W11 Enable vTPM in vSphere 8.0 and Workstation
After some time off, doing things with my own business “t4-itsupprt” I found a new topic to share regarding Windows 11 and VDI in a nested ESXi environment with VMware Workstation.
As some of you knowing that I’m using VMware workstation in combination with a custom desktop tower to run vSphere nested. (virtualization on virtualization) At this point I’m creating a new Master image with Windows 11.
- Virtual TPM must be enabled on Workstation (For ESXi)
- TPM must be enabled on vCenter
- A new virtual machine with a TPM
How to enable virtual TPM on workstation
Lets see if we can add the Trusted Platform module. At this moment we can’t add the TPM to the virtual machine. The host machine (desktop) does not have a physical tpm chipset. Therefore we need to encrypted the machine.
To enable TPM we need to enable encryption of the virtual machine with the following steps:
- Edit the virtual machine
- Go to “options”
- Select “Access Control”
- Start the encryption
- Encrypt only the files that are needed to support the TPM encryption. This option reduced the amount of storage needed
- Specify a self-made password, Write down this password in a secure location “Password managers etc..”
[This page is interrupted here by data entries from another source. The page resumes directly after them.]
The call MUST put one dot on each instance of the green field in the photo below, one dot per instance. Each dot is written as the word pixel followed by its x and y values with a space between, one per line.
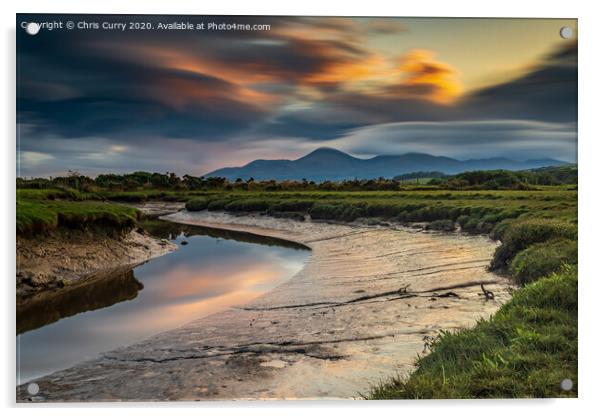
pixel 524 350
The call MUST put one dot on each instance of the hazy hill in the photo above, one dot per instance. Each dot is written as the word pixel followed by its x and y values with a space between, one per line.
pixel 331 164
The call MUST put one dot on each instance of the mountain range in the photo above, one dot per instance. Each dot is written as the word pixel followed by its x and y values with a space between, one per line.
pixel 330 164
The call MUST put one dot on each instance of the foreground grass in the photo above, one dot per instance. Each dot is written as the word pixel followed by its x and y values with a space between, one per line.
pixel 525 350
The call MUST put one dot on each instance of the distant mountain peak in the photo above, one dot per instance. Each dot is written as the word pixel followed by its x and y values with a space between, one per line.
pixel 322 152
pixel 326 163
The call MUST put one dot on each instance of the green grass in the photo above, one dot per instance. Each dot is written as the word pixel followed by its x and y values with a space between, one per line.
pixel 525 350
pixel 41 211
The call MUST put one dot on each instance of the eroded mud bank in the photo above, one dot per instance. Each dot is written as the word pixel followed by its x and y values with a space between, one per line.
pixel 356 314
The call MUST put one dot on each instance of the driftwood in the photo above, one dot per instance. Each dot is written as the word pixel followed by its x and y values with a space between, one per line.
pixel 487 293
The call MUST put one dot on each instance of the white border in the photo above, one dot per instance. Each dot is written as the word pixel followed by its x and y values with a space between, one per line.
pixel 590 153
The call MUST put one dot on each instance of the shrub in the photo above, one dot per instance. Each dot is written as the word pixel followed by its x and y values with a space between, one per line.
pixel 521 234
pixel 532 338
pixel 542 259
pixel 441 225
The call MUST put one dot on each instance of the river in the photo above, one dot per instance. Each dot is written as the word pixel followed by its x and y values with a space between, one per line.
pixel 211 271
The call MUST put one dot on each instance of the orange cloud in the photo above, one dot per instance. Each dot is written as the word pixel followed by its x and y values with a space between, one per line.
pixel 427 78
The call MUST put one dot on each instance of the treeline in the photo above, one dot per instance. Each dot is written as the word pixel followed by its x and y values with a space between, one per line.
pixel 505 179
pixel 485 179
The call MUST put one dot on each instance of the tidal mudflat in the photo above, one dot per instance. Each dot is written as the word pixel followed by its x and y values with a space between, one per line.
pixel 210 271
pixel 362 308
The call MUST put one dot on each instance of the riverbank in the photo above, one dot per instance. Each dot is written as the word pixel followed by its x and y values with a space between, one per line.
pixel 368 301
pixel 65 257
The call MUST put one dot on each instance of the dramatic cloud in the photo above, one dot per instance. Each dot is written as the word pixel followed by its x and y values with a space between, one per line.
pixel 193 101
pixel 515 139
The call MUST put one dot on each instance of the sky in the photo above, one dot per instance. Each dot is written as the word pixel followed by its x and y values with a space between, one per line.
pixel 189 102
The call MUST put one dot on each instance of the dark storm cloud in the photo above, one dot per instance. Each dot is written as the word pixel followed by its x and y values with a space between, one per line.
pixel 177 97
pixel 548 92
pixel 85 83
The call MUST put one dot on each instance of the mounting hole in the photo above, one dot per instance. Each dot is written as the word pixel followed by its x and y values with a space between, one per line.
pixel 566 32
pixel 566 384
pixel 33 389
pixel 32 28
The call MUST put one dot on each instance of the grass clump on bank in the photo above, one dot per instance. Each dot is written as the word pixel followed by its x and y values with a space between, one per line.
pixel 42 212
pixel 525 350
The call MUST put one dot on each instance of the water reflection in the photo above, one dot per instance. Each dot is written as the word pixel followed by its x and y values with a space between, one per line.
pixel 213 271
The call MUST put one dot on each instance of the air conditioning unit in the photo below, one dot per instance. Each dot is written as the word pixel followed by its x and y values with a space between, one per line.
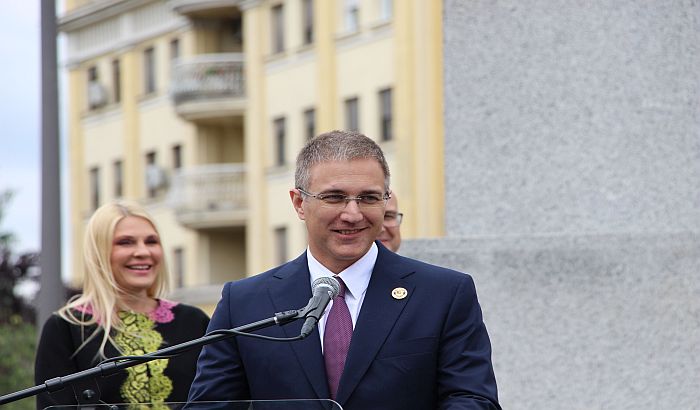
pixel 156 177
pixel 97 95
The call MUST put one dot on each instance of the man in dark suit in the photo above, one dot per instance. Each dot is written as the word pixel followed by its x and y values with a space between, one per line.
pixel 402 334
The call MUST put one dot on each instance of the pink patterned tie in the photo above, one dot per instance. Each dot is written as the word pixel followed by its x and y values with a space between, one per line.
pixel 336 339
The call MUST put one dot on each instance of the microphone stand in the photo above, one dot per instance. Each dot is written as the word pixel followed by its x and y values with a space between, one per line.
pixel 110 368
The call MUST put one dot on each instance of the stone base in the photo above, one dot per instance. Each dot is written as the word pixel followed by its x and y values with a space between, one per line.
pixel 586 322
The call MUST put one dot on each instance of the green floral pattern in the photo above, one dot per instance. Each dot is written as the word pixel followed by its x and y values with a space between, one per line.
pixel 145 383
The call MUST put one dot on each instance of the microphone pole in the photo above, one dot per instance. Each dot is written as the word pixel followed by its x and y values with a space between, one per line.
pixel 107 369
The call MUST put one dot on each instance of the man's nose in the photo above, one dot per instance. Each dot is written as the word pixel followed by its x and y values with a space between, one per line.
pixel 352 211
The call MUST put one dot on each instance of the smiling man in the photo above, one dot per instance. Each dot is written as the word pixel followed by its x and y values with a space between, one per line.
pixel 401 334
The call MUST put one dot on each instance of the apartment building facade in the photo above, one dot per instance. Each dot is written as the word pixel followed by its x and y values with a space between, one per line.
pixel 198 108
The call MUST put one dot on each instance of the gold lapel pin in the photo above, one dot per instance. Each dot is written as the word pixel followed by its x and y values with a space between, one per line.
pixel 399 293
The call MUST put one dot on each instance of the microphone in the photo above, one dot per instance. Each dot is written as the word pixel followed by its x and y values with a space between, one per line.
pixel 324 289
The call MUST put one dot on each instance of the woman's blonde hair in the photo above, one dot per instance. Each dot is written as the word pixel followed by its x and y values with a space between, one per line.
pixel 99 302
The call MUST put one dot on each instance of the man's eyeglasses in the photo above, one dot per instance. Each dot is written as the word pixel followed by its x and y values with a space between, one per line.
pixel 392 219
pixel 340 201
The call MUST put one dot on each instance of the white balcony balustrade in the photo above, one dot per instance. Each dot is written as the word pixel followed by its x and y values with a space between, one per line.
pixel 210 196
pixel 208 86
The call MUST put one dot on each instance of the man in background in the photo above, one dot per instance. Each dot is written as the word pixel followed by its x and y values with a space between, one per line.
pixel 390 236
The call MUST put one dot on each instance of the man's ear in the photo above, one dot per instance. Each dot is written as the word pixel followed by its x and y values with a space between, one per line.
pixel 297 202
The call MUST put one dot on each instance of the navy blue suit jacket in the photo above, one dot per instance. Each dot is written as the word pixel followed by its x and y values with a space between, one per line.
pixel 429 350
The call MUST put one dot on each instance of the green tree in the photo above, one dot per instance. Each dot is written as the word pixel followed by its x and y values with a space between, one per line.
pixel 17 330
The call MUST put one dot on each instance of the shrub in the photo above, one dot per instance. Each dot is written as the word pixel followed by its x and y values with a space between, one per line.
pixel 17 347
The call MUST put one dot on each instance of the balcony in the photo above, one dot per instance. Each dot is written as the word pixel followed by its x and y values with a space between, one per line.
pixel 204 8
pixel 209 86
pixel 210 196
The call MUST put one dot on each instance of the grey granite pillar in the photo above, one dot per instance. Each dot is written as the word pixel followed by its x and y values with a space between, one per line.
pixel 572 157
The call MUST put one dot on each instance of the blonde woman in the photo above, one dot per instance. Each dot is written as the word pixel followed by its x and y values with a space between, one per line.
pixel 121 312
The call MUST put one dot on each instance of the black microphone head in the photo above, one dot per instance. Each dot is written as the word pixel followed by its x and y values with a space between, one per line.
pixel 328 284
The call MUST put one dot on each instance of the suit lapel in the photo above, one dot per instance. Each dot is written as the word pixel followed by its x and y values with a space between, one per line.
pixel 378 314
pixel 290 287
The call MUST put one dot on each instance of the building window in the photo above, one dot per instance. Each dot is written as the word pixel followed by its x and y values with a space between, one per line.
pixel 116 81
pixel 308 21
pixel 279 129
pixel 179 267
pixel 310 123
pixel 277 29
pixel 351 15
pixel 177 156
pixel 385 117
pixel 174 49
pixel 97 96
pixel 352 120
pixel 152 182
pixel 281 245
pixel 386 10
pixel 94 188
pixel 118 179
pixel 149 71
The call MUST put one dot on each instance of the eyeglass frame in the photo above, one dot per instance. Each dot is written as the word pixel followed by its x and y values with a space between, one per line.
pixel 346 199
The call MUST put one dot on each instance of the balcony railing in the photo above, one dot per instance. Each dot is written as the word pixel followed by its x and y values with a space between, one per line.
pixel 194 7
pixel 210 196
pixel 209 85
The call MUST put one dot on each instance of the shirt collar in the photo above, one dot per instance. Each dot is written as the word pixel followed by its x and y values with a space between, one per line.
pixel 355 276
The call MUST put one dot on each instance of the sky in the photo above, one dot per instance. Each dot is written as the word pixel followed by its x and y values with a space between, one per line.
pixel 20 121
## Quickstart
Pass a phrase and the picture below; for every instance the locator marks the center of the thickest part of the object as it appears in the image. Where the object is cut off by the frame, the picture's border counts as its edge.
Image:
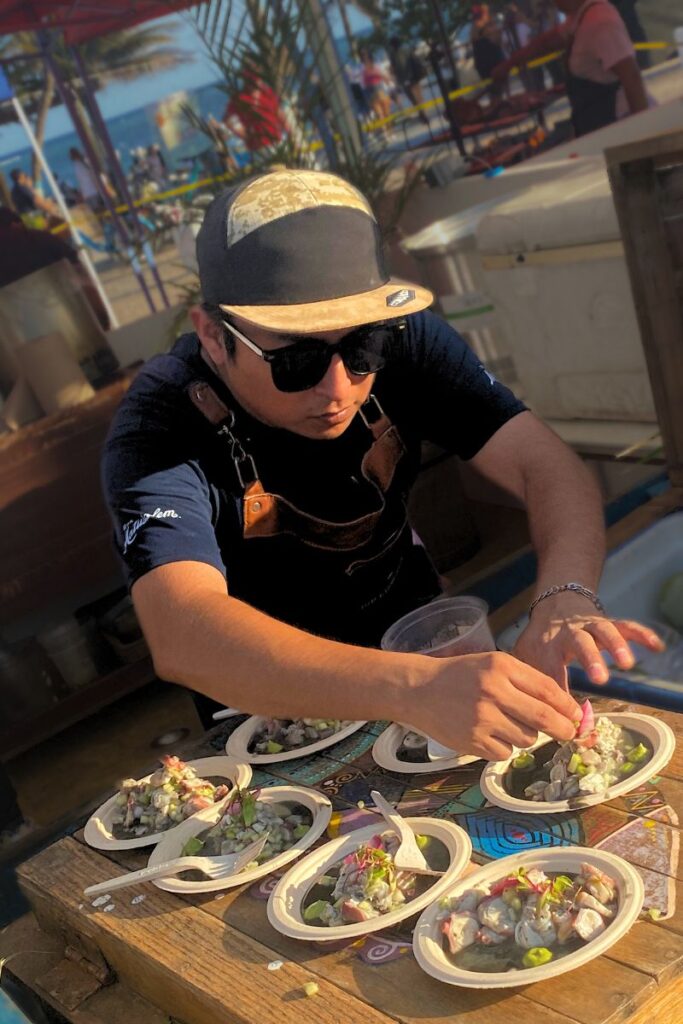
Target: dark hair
(219, 317)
- After encryption, you can add the trusted platform module.
The TPM has been added to the virtual machine
Powered-on the machine
On vCenter, please follow the next steps:
- Go to the vCenter
- Select Configure
- Go to Key Providers
- Add a native or your own standard Key Provider. In this case (test environment) We will go for the Native key provider
- Give it a name
- IMPORTANT Back-up the Native key provider and use a complex password.
- When skipping this task, you cannot add a machine with the TPM at vCenter.
Create a new virtual machine based on Windows 11 64 bit. The TPM will be automatically added to the machine.
After installing Windows, check if the vTPM works on the guest os.